Młode Wilki 8: Jak zaprezentowali się artyści i czy warto było zmieniać format?
Ćwierćfinały tegorocznej edycji Młodych Wilków zostały zakończone. Każdy z artystów miał szansę, aby się pokazać. Tym razem zamiast cypherów, Popkiller zdecydował się odświeżyć trochę formułę i zamiast tego zasypał nas kawałkami uczestników. Ja postanowiłem więc sprawdzić, którym raperom wyszło to najlepiej i czy nowy format ma sens.
„Recepta” na średni numer
Pierwszą trójką zostali: Kara, Cukier i Feno. Zestawienie, które sądząc po komentarzach na YouTube, nie za bardzo przypadło do gustu słuchaczom. Większość z nich miało nadzieję, że Feno będzie współpracował z innymi raperami. Niestety tak się nie stało. Kolejnym zawodem była Kara, która nie zaskoczyła odbiorców w żaden sposób i znowu mogliśmy usłyszeć tę samą odsłonę artystki co na większości jej kawałków. Zaskoczeniem natomiast był dla mnie Cukier, który fajnie odnalazł się na tym bicie i wprowadził do „Recepty” powiew świeżości.
„Saper„
Floral Bugs, rip scotty, Berson to drugi tercet, który wypuścił wspólny numer. Zacznijmy od rozbrajającego refrenu reprezentanta świata GUGU. Scotty zaprezentował się z najlepszej strony, z jakiej mógł i chyba wszyscy przyznają, że wspólny kawałek z Chivasem to rzecz, która się musi wydarzyć. Pozostała dwójka również nie zawodzi. Berson i jego charyzmatyczna nawijka wjeżdżają jak czołg, a Bugs ze swoim unikatowym głosem świetnie rozpoczyna track. Przez całą edycję drugi taki refren może się nie powtórzyć!
Ahh ten „Pierwszy raz„
Kompletnie zmieniamy styl i przechodzimy do o wiele spokojniejszego utworu Janusza Walczuka, Szymiego Szymsa i Hodaka. Numer wolniejszy od poprzednich, pozytywny vibe. Słucha się tego po prostu przyjemnie i ciężko mu cokolwiek zarzucić. Cały ten kawałek jest taki wholesome. Nie mogę się doczekać, aż chłopaki zaprezentują się z tej mniej spokojnej strony!
“Interpol”
W końcu dochodzimy do duetu tej edycji, który wypuścił wspólny kawałek jako ostatni. Chivas to wyjątkowo oryginalny raper, o którym na łamach skrr.pl pisaliśmy nie raz. Gverilla za to nie odpuścił i po raz kolejny uświadomił słuchaczy, jak bardzo jest utalentowanym artystą. Zdecydowanie mój ulubiony numer z tych ćwierćfinałów. Najszybszy i najbardziej taneczny!
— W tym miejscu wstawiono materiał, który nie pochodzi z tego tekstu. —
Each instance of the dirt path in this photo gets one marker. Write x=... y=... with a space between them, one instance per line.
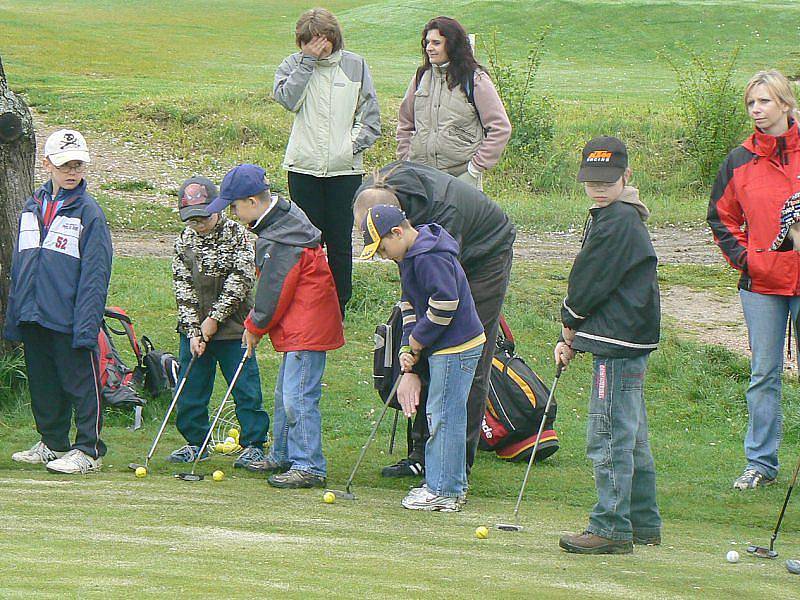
x=708 y=317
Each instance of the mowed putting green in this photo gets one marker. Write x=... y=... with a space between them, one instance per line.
x=112 y=535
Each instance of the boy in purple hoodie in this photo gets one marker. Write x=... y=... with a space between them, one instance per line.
x=441 y=323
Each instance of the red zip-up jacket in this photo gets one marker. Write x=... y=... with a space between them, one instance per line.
x=744 y=213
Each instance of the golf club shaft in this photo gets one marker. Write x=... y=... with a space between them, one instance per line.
x=785 y=504
x=169 y=410
x=559 y=369
x=392 y=392
x=219 y=410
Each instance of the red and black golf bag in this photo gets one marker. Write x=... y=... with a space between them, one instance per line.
x=515 y=406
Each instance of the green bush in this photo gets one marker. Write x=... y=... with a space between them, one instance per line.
x=711 y=110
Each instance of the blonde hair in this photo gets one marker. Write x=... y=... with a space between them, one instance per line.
x=778 y=85
x=318 y=21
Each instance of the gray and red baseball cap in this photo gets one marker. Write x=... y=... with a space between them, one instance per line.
x=604 y=158
x=194 y=197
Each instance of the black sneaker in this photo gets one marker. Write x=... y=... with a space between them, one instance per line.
x=294 y=479
x=407 y=467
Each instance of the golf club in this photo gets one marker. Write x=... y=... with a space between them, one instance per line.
x=346 y=494
x=192 y=476
x=515 y=526
x=134 y=466
x=761 y=551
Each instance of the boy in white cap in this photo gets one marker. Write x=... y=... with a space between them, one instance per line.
x=59 y=283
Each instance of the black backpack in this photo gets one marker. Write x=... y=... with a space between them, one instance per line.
x=515 y=406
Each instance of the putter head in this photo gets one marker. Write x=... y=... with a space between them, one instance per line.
x=762 y=552
x=341 y=494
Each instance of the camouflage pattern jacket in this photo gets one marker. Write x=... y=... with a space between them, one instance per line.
x=213 y=276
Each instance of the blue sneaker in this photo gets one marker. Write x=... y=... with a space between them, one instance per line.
x=250 y=455
x=186 y=454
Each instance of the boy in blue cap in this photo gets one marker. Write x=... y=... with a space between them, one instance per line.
x=439 y=321
x=297 y=305
x=213 y=276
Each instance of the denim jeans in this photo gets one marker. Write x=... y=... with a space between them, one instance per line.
x=192 y=419
x=766 y=316
x=297 y=429
x=617 y=444
x=446 y=411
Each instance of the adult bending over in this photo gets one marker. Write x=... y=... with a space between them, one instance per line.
x=336 y=118
x=451 y=117
x=744 y=214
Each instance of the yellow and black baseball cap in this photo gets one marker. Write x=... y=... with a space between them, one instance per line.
x=379 y=220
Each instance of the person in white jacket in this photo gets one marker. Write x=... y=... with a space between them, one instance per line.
x=337 y=117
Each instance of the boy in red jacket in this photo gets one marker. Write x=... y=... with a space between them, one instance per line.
x=296 y=304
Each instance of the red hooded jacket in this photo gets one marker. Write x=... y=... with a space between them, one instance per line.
x=752 y=185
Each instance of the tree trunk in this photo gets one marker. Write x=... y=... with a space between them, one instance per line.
x=17 y=155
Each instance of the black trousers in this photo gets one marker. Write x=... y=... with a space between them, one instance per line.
x=328 y=203
x=63 y=380
x=488 y=285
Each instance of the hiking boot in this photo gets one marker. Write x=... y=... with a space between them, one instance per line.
x=250 y=455
x=589 y=543
x=406 y=467
x=39 y=454
x=74 y=462
x=186 y=454
x=646 y=540
x=424 y=499
x=294 y=479
x=267 y=465
x=751 y=479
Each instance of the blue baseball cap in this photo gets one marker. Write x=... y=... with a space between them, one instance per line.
x=240 y=182
x=379 y=220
Czy warto było coś zmieniać?
Na to pytanie każdy powinien odpowiedzieć sobie sam. Z jednej strony mamy o wiele więcej muzyki do odsłuchu. Muzyki, która jest dopieszczona i wydana jako pełnoprawny numer. Z drugiej strony tracimy ten najluźniejszy format w postaci cypherów. Ja osobiście żałuję rezygnacji z muzyki “na żywo”, ponieważ to wtedy mogliśmy usłyszeć artystów z trochę innej strony niż wspomniane wcześniej kawałki.